Common Pitfalls (And How To Avoid Them)
Even well‑intentioned projects can trip up. These are the patterns we see most often-and how to course‑correct.
- “Utility” Labels That Don’t Match Reality: If your token behaves like an investment, treat it that way and comply with the rules. Labels won’t shield you from enforcement.
- Over‑Promising In Marketing: Keep claims measured, consistent and evidence‑based to avoid misleading or deceptive conduct. Vet social posts and community updates as carefully as formal documents.
- Fragmented Documents: Draft your Token Sale Terms, whitepaper and platform terms together so they’re aligned. Inconsistency is a red flag for regulators and investors.
- Ignoring Investor Eligibility Rules: If you’re relying on wholesale exemptions, implement robust checks and keep records. Mixing retail and wholesale messaging is risky.
- Privacy Oversights: Collect only what you need, secure it, and publish a compliant Privacy Policy. Data incidents can undermine trust quickly.

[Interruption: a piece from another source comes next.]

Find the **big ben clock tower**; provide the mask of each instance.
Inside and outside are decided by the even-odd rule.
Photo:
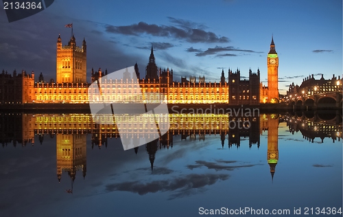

- Tech-Legal Mismatch: Make sure smart contracts enforce the constraints you’ve promised (for example, lock‑ups and transfer limits). Align code with documents.
Key Takeaways
- Token classification is everything-your rights design and offer method determine licensing, disclosure and distribution rules.
- If your token is a financial product, plan for AFSL, prospectus/PDS or wholesale‑only pathways and build DDO/anti‑hawking compliance into your go‑to‑market.
- Even for “utility” tokens, consumer law, privacy and fair marketing rules apply, and whitepapers can still attract liability for inaccuracies.
- Well‑prepared projects document Token Sale Terms, aligned offer materials, website/platform terms and a robust privacy framework from day one.
- Use wholesale pathways properly if you rely on section 708, with clear processes for sophisticated investors or a professional investor audience.
- Align your technology, documents and marketing-consistency reduces legal risk and builds investor trust.